Stephen Malkmusと、熱心なFallファンだったScott Kannberg(クレジット上は当初、各々“S.M.”“Spiral Stairs”となっていた)が組んだ自宅録音デュオを母体とするPavementが、やかましくて投げやりな“ローファイ”シングルを2枚ほど発表したところ、これが英国のDJ、John Peelの耳にとまった。当時の音源は現在、『Westing(By Musket And Sextant)』にまとめられている。

「誰でもやりたいやつは来てプレイしな」という主義のもと、メンバーを増やしていったPavementも、1stアルバム『Slanted And Enchanted』の頃には、さすがにきちんとした形を成すに至ったが、各人の住まいはアメリカの東と西に分かれたままだった。

ジェネレーションXの“無気力王子”的メンタリティを象徴するもってこいの存在として、ロック評論家から奉られた彼らだが、そんな称号すら“Frontwards”の中でMalkmusが、「俺にはスタイルがある/いくらでもある/あんまりあり過ぎて、無駄になっている」と茶化してしまう生意気さが、いかにも彼ららしい。

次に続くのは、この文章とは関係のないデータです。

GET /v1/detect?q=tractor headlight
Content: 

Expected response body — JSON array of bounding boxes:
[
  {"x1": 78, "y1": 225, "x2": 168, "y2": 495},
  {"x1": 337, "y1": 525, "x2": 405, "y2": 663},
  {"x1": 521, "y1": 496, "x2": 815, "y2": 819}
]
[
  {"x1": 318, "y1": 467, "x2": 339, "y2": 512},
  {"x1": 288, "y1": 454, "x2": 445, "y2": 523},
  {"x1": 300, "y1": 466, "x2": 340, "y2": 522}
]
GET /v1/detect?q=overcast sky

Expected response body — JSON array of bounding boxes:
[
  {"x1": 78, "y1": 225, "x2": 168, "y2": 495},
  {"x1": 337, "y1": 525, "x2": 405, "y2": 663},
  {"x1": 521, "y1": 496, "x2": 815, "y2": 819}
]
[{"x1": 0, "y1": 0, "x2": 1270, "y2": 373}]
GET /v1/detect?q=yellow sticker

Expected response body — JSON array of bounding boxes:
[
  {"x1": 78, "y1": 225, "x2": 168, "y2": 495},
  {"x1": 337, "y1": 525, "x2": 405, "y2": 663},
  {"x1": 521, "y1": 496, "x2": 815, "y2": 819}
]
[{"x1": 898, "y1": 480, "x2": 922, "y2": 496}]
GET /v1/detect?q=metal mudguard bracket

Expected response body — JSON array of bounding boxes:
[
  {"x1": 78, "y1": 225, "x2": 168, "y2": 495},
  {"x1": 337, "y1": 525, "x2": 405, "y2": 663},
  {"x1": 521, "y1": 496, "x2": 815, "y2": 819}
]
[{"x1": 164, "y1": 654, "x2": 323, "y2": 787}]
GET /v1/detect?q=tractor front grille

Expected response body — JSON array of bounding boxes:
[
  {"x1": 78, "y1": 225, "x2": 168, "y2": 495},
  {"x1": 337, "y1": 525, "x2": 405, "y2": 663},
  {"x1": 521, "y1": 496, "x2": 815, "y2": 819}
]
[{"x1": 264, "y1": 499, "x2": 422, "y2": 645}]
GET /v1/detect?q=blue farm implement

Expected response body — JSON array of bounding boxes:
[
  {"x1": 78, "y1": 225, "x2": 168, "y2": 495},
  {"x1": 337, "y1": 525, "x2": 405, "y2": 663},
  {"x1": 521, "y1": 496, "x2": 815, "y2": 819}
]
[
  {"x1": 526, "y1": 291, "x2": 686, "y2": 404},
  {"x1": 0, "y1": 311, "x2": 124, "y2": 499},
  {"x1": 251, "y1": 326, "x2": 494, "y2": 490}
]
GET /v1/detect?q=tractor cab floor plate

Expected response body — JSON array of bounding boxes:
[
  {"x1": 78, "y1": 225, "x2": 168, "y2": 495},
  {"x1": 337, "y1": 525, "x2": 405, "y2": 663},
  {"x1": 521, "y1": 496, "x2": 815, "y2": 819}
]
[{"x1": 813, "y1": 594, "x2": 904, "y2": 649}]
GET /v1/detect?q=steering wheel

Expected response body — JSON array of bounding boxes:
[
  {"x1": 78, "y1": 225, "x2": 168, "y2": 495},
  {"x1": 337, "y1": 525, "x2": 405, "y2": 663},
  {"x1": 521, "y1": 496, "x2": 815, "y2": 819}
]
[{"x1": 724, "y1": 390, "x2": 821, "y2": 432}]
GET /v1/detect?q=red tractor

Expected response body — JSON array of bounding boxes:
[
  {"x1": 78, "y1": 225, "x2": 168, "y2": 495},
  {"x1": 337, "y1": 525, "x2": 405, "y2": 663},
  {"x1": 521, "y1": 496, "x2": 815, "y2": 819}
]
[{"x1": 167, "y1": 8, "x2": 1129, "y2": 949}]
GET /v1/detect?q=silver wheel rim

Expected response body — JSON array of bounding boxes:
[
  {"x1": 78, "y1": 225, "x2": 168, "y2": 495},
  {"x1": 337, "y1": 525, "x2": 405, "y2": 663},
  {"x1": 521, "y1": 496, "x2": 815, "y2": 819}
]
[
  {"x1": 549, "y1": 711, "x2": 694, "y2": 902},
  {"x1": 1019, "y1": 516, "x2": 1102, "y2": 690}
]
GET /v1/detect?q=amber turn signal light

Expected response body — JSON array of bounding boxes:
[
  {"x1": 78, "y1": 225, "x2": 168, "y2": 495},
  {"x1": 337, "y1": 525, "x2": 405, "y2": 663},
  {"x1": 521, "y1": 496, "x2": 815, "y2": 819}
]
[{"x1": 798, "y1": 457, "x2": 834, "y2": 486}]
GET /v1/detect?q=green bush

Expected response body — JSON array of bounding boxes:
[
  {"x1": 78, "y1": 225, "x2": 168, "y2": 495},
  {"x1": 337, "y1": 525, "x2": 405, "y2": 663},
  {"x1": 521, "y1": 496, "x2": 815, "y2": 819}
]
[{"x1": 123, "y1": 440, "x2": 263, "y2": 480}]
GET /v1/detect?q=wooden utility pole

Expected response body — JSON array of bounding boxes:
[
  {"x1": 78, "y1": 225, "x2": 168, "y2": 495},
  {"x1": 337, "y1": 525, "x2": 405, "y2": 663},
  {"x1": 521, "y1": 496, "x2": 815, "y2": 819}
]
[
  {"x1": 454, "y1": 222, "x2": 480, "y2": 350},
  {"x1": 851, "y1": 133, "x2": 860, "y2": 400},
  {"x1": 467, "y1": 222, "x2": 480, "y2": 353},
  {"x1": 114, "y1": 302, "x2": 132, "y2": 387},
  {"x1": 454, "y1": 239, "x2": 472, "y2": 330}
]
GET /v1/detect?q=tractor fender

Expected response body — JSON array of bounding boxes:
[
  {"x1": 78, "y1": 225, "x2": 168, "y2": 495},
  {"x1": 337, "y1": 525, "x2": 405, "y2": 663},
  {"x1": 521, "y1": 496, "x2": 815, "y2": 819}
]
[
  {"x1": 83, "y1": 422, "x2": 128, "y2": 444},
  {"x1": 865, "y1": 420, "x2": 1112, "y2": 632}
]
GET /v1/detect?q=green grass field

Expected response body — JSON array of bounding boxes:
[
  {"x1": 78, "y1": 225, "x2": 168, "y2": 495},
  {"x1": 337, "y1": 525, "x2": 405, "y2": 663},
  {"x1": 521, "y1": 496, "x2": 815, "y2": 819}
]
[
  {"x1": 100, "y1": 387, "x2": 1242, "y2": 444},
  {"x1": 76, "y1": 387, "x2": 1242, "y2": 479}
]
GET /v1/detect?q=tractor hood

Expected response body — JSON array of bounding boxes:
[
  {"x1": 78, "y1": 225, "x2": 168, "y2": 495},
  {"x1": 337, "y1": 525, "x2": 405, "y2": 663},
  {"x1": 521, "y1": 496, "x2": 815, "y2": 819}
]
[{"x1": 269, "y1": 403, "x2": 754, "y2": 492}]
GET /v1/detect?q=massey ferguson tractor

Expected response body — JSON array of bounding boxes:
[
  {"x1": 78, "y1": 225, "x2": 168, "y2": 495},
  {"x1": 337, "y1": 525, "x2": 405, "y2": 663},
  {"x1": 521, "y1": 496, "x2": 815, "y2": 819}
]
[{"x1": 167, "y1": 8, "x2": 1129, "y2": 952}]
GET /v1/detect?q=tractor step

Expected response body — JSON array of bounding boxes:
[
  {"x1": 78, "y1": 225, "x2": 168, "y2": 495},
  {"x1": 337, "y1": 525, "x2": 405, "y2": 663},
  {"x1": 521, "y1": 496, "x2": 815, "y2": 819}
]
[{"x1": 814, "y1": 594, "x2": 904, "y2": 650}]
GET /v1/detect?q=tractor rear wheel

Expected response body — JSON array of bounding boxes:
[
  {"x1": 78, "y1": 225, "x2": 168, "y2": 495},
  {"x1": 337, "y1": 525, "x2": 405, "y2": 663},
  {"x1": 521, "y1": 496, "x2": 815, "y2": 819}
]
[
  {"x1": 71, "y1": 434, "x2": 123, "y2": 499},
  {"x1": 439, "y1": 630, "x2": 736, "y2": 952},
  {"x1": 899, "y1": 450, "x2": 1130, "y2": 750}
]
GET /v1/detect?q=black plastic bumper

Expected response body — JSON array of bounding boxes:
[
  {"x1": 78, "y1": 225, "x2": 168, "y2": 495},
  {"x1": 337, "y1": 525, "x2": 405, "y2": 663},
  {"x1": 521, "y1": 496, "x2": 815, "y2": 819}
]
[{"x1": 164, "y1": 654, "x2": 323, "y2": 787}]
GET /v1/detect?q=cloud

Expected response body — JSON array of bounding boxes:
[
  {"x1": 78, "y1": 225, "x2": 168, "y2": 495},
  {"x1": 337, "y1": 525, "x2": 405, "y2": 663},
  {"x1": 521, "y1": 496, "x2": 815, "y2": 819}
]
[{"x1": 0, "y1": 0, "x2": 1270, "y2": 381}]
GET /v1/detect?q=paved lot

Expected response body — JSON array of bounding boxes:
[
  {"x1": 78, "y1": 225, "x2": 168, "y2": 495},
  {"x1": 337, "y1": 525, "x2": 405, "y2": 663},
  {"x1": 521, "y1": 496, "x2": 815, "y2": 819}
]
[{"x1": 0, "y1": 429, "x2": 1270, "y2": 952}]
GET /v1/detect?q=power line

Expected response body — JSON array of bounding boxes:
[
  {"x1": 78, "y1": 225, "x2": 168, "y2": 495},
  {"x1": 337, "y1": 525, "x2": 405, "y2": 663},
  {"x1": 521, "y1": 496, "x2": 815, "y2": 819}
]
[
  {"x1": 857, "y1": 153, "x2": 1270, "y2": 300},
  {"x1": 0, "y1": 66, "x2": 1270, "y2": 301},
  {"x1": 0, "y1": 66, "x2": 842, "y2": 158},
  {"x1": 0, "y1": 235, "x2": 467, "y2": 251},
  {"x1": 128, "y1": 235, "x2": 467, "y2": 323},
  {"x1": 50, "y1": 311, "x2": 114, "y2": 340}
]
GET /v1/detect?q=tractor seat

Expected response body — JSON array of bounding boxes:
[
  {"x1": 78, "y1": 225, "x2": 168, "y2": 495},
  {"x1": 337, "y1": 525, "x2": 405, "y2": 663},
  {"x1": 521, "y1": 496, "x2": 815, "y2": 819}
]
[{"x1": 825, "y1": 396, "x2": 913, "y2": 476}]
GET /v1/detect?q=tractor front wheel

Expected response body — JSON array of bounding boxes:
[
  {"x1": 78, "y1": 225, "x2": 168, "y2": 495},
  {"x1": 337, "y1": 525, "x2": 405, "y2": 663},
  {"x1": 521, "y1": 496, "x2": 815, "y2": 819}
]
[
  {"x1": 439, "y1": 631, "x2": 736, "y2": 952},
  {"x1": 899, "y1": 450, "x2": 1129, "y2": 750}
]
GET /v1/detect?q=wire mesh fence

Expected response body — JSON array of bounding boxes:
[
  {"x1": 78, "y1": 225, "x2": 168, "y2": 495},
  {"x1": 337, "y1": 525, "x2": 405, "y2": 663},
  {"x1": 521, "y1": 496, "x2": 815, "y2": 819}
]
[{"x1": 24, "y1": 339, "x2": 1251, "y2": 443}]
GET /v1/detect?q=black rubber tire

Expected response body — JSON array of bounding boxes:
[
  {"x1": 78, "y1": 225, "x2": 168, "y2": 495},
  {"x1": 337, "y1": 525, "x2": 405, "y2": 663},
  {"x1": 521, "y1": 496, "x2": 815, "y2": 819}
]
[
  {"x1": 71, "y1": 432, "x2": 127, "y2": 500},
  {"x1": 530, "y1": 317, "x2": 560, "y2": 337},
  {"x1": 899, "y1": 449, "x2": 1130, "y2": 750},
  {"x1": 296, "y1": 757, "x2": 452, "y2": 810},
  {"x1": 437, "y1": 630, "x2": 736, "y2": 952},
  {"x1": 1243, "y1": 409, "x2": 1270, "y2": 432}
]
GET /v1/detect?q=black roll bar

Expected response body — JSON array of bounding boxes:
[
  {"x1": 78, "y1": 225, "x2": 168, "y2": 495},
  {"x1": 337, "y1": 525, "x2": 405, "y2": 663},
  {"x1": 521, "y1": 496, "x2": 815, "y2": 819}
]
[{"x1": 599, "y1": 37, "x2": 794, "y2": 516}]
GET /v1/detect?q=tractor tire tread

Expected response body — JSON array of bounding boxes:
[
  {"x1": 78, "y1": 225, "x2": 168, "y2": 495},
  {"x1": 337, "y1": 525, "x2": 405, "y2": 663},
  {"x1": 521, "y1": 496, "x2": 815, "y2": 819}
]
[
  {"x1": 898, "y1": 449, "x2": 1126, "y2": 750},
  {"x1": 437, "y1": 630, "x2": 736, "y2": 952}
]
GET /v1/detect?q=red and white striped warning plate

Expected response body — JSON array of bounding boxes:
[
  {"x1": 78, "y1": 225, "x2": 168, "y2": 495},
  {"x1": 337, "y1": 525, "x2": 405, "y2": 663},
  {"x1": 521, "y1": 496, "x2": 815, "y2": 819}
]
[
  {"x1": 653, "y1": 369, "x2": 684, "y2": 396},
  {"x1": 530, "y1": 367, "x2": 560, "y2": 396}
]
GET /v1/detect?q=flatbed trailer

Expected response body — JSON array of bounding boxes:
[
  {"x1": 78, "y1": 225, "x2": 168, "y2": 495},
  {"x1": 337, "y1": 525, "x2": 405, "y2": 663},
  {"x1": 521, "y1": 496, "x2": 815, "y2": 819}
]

そうやって自らを笑い飛ばし、我関せずの姿勢を貫きつつも、2ndアルバム『Crooked Rain, Crooked Rain』になると、バンドは一層まとまりを見せるようになる。Def LeppardにもBuddy HolyにもAretha Franklinにも、冒頭の1曲(“Silence Kit”)の中で一気に会釈しておいて、“Filmore Jive”で幕を下ろすこのアルバムは、ロック史批評の役をも果たしていた。『Crooked Rain』からは、“Cut Your Hair”というマイナーなヒット曲も出ている。

『Wowee Zowee』で、彼らはたじろいだ。彼らの作品の重要な資質であるはずの無鉄砲さが、ここではなりを潜め、出来の悪いコンサートさながらに焦点の定まらない混乱が幅を利かす。充電し直しての復活作、『Brighten The Corners』には、ラジオでヒットした“Shady Lane”や、Scott Kannbergによる小曲“Date With IKEA”も収録されていた。